I've spent enough time this week winging about my work, so I don't want to go on and on, but there is something that happened yesterday that came very close to throwing me into a rage, which is something I try hard not to let work do to me. After all, what's the point? It is only hurting me.
Because I have spent many years in this business and have worked extremely hard to get where I am, gigs like this throw me for a loop. The position I accepted for this one is Master Electrician. That means I figure out the circuiting and power for instruments. I do it on paper and when we get to the venue, I have a crew to put it up. I explain to them where we want it. Simple enough.
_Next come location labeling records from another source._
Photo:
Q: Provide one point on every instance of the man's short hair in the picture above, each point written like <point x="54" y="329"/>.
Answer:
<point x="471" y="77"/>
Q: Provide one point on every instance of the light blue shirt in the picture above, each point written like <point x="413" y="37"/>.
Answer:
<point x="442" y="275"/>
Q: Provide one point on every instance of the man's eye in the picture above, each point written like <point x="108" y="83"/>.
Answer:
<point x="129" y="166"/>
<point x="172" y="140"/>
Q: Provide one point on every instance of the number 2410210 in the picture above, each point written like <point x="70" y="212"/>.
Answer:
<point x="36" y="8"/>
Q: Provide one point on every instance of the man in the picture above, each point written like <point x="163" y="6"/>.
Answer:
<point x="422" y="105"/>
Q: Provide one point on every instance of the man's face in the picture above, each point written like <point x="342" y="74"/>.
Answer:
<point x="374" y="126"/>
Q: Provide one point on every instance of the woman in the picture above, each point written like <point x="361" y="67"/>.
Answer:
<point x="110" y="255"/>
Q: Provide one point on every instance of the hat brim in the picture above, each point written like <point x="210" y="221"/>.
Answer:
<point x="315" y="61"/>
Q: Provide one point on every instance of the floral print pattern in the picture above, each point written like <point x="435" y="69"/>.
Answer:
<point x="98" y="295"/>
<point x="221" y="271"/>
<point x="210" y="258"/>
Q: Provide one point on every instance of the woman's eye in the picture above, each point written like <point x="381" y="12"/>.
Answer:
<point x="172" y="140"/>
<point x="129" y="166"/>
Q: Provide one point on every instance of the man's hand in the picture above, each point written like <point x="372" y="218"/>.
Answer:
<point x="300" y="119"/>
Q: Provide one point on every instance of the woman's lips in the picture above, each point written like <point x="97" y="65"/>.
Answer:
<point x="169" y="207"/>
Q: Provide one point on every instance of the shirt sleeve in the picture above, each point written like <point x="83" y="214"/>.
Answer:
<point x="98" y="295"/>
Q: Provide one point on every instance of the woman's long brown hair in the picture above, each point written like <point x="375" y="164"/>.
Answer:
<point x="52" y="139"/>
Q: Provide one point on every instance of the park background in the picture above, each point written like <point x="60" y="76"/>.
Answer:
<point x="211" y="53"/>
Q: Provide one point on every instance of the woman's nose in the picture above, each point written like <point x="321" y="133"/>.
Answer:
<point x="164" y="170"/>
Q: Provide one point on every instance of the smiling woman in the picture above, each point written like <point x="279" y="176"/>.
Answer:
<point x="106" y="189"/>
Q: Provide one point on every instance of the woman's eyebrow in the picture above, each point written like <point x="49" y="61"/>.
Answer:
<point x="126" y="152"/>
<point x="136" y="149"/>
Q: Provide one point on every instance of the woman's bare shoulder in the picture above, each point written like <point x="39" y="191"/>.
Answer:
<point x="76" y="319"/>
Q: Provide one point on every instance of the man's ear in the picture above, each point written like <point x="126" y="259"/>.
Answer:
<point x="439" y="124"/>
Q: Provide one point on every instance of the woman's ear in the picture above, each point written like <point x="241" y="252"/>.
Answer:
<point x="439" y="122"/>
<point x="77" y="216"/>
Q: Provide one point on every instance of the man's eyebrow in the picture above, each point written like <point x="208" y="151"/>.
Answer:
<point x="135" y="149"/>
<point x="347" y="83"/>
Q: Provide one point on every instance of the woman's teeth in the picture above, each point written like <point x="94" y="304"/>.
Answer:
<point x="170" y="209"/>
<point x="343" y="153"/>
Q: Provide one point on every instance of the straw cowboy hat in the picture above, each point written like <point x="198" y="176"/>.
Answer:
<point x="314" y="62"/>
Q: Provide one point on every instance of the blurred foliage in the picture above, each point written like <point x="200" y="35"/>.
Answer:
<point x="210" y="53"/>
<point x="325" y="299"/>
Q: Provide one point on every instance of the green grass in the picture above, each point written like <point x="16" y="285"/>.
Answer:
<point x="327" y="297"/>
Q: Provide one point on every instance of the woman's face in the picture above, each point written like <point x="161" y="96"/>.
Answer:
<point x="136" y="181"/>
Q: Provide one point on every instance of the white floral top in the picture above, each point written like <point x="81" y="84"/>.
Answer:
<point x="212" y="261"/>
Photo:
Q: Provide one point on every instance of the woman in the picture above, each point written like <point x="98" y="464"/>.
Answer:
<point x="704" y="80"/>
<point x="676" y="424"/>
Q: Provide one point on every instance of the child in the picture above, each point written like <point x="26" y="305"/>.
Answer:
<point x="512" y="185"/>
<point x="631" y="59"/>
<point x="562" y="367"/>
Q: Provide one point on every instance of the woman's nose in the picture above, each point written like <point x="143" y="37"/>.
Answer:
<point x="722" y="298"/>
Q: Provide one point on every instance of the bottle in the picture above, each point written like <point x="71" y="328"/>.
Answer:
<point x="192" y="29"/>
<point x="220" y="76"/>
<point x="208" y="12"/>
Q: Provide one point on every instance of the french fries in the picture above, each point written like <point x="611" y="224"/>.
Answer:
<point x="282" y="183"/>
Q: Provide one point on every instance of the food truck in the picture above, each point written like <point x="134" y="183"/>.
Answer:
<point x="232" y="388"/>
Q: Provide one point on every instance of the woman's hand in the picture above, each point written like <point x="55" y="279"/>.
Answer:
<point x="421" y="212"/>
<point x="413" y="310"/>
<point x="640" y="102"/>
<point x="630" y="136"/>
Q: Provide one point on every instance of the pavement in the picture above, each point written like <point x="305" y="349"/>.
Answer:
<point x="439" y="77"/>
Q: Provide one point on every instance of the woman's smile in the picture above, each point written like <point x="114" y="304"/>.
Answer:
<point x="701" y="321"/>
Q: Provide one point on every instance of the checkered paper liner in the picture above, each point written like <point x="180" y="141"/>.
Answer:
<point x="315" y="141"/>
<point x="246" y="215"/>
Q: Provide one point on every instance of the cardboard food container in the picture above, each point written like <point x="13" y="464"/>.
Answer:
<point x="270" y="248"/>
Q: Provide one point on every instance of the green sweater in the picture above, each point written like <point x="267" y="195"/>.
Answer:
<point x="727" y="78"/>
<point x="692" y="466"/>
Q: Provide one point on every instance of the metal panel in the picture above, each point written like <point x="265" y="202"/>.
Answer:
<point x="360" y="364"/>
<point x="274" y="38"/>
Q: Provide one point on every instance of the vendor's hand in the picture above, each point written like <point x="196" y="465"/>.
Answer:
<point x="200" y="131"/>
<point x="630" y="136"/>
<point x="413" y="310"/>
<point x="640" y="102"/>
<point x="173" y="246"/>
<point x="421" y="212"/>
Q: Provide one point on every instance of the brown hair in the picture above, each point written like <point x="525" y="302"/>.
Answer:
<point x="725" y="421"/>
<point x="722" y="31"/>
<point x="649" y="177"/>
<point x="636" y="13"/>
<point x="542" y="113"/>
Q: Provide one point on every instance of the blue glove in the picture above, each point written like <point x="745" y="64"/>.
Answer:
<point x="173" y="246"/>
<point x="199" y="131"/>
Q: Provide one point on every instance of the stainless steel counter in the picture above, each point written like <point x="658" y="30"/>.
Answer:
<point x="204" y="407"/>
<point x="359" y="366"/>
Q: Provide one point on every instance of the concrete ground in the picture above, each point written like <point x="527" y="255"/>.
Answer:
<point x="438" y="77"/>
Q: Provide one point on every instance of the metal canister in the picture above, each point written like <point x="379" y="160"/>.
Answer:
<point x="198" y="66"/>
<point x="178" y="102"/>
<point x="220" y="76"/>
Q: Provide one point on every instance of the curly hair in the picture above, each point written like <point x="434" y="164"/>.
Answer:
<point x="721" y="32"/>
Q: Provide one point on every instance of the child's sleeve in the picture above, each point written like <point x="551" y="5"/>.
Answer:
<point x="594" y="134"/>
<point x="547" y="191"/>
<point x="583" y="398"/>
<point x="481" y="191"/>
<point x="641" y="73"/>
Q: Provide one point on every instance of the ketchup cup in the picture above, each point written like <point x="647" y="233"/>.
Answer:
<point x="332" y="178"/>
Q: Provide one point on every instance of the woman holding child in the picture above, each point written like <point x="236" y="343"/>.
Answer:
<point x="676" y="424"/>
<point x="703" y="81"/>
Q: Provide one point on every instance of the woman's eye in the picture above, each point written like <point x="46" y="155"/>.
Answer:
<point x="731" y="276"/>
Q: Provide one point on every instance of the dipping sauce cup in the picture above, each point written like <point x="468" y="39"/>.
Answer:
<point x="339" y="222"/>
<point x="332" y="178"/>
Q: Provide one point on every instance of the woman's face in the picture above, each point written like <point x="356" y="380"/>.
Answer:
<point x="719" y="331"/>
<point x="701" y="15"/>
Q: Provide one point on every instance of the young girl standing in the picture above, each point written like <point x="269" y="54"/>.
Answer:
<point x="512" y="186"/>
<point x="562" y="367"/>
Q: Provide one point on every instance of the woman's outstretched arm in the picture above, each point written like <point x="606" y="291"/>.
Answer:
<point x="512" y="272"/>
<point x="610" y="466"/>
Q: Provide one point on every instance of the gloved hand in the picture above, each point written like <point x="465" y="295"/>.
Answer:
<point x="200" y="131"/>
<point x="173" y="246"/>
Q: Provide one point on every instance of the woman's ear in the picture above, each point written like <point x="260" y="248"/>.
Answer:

But on this show, they didn't hire enough crew for me. So I have spent 12 hours a day for the last 4 days lifting heavy cable, pushing boxes around, climbing ladders & driving lifts. Don't get me wrong, I don't mind working. I don't even mind that much getting dirty, but there's always someone who will try to make you feel bad for just the things you should be proud of (i.e. hard work)
Yesterday, around my tenth hour of work (with no breaks, by the way, someone bringing me food) I was pushing a case out of the tent-- yes, the fashion show is in a tent-- there was a young man, I would guess around twenty, with a tailored shirt, designer jeans, and some product in his hair smoking a cigarette just where I needed to put the case. I think he was there setting up some display. Remember, this is a high-publicity fashion show, so every wanna be in the city is hanging around. I politely asked him if he would step aside, and the little shit wouldn't even look at me. He refused to budge. And I was 2 feet away from him. I know he heard me. Finally, his friend who was near pulled him over a step. I thanked him for moving. He still wouldn't acknowledge me.
This exchange took the wind out of me. All of a sudden because of this little prick I lost any sense of dignity I might have had about the job I was doing. I felt like a dirty, thirty-something low life. What a shame that somebody could hold that power. Class systems are a big point of contention with me, and I always make a point of treating all types of people equally. Now I need to work on not being so sensitive to those that don't.
Check out this post on one of my favorite's blog. We were feeling sympatico today.
7 comments:
What a smarmy little shit. We live in a society that is so classist--as if there is *anything* low about manual labour anyway--and the final insult is that this guy is probably just someone's go-to kid anyway. I work in a real hierarchy and while I get looked up to a lot, I also get looked down on a lot -- that's the thing about hierarchy that is so damaging. Well, *I* am always full of admiration for you, Repeater, and I can see that you're doing a fantastic job and you're really, really good at what you do.
I second and third everything TI says.
Just think--the little shit also probably has a really little penis. They always do. He's trying to counteract it by being all tough. Heh. Won't help him in the sack.
Can you tell who's in a pissy mood today??
Hang in there, Repeater...you'll be coming home soon, yes??
Hey Repeater,
Thanks for stopping by my blog the other day. I can certainly empathize with this entry. DC is such a status conscience town, with a lot of people who really, really want you to believe that they are more important than you.
FC you are cracking me up lately. Thanks, ti for the kind kind words & sara good to see you back. I'm heading home tomorrow for a day (soooo relieved to be done with this one) then to Detroit for an easy little show for just a couple of days, then hopefully home for a while. So glad to have you all with me on my journeys.
YOu'll be pulling in Detroit and i"ll be just across the border, in Windsor tonight! You desrve the easy show, and then home for some REST.
I know you're not used to hearing this kind of thing from me, but if you find out where he lives, I'll go stop by and teach him a little respect. Mess up his hair and break a nail or two and everything!
Really, I will, it's not a problem. Just think about it.
And you are right, we really were on the same page. Like I said, "warm and fuzzy". ;)
that just blows. I hate that anything like this happens, especially to someone as awesome as you! Whenever I get treated poorly I try to rememebr that the person doing it is probably really miserable. Or at least I hope they are. That makes me feel a bit better. Hope you're home already!